Misallocated and misrepresented Gulf War research funding.  The Research Advisory Committee on Gulf War Veterans’ Illnesses (RAC) was charged by Congress to review and advise on all federal research programs that address Gulf War health issues. Our committee staff’s review of Gulf War research expenditures each year invariably finds that a large proportion of VA-identified “Gulf War” research studies would not be considered “Gulf War” research by any other government or nongovernment program.  Many of the studies identified as Gulf War research at VA have limited relevance, or no relevance at all, to the health of 1991 Gulf War veterans.  This is not a trivial problem.  In many years, 60 percent or more of the millions of dollars identified for “Gulf War” research is actually used for other types of research with no link, in any important respect, to Gulf War service.  There are far too many examples to identify here.  But they include notable high-dollar research items, like the $10 million dollars used to fund a post mortem brain tissue bank identified as the “Gulf War Biorepository Trust.”  In reality, this program is a brain bank for veterans with ALS, or Lou Gehrig’s disease.  Most VA ALS patients are older veterans who served in earlier eras.  As of 2010, only 1 of the 60 brains in this brain bank came from a Gulf War veteran, despite the use of $10 million in Gulf War funding for this program that, despite its name, neither targets nor studies Gulf War veterans in any important way.  In contrast to the millions in “Gulf War” funding used for non-Gulf War projects, VA has sponsored relatively few studies in high priority Gulf War research areas—for example, studies to advance improved diagnosis and treatments for Gulf War illness.    

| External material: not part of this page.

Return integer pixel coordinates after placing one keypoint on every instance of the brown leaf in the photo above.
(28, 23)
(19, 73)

The proof, as always, is in the results.  Together, VA’s poor representation of the Gulf War illness problem, and failure to apply current scientific knowledge to develop a focused, state-of-the-art research program, have led to relatively little in the way of tangible benefits for ill Gulf War veterans.  From my perspective as a scientist who has worked in this area for many years, it is time to get this right.  And certainly the many thousands of veterans who have suffered with Gulf War illness for more than 20 years would say it is long past time.